Once tapped, you will get a dialog with security info and the current status of Tracking Protection on the page. At the bottom, you can disable it.
Private browsing sessions will delete all cookies and cached content once closed. Firefox will keep any bookmarks you set and won't touch anything you've downloaded.
For now, the new and improved private browsing is only available on v42 of Firefox, which is currently in the Aurora release channel, which is just a step above nightly builds in terms of stability. You can download Firefox Aurora for Android here and they will work with devices that have ARMv7 or newer processors.
You can also manually enable tracking protection, both within and outside of private browsing. Go to about:config (put that in the URL bar) and then find the preferences named "privacy.trackingprotection.enabled" and "privacy.trackingprotection.pbmode.enabled."
If you want tracking protection enabled during regular browsing sessions, change the value to the first preference to "true." If you only want it during private browsing, change the second one to "true." If both, do both.
The new security enhancement coming to a Firefox near you is Mozilla's new signing system for add-ons. For a long time, a cryptographic signature is packaged with add-ons from the official Mozilla repository where most of them come from. This verifies with the browser that it's a genuine version of the extension.
Beginning with the current beta, v41, Mozilla will by default block unsigned extensions. They have created a new mechanism for generating signatures that only requires an automated review (except under certain circumstances), doesn't require listing it on Mozilla's website, and only takes a few minutes to do. Why bother, you say?

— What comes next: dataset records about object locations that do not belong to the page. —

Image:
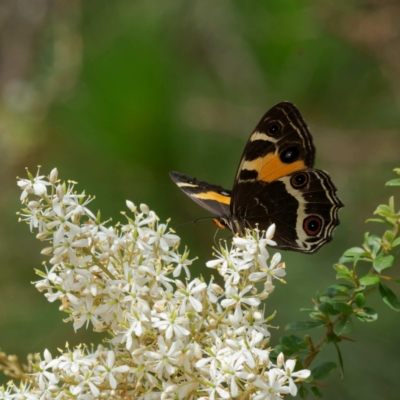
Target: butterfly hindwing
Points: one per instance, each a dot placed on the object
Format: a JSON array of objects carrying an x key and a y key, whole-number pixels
[
  {"x": 213, "y": 198},
  {"x": 275, "y": 184},
  {"x": 303, "y": 206}
]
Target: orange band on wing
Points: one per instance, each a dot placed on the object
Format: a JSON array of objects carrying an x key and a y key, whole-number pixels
[
  {"x": 270, "y": 168},
  {"x": 216, "y": 222},
  {"x": 213, "y": 196}
]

When every add-on has a signature, they can act to block a malicious one that beat the other precautions very easily. Mozilla will hear about a malware-infected extension, note its signature, and block that key across all of their browsers instantly.
For now, the Android version of the browser seems to make it very easy for end users to disable the feature; the long-term plan and current function on desktop is to only make that possible on developer and nightly releases.
Several prominent add-on developers, like the EFF, are scrambling to get the signatures working. Their extensions deal with so many aspects of the browser that the automated system flags them as in need of human review. While it is yet to be seen how smoothly this will go once the feature goes to the stable release, this speaks to the implementation issues that can plague an otherwise good idea.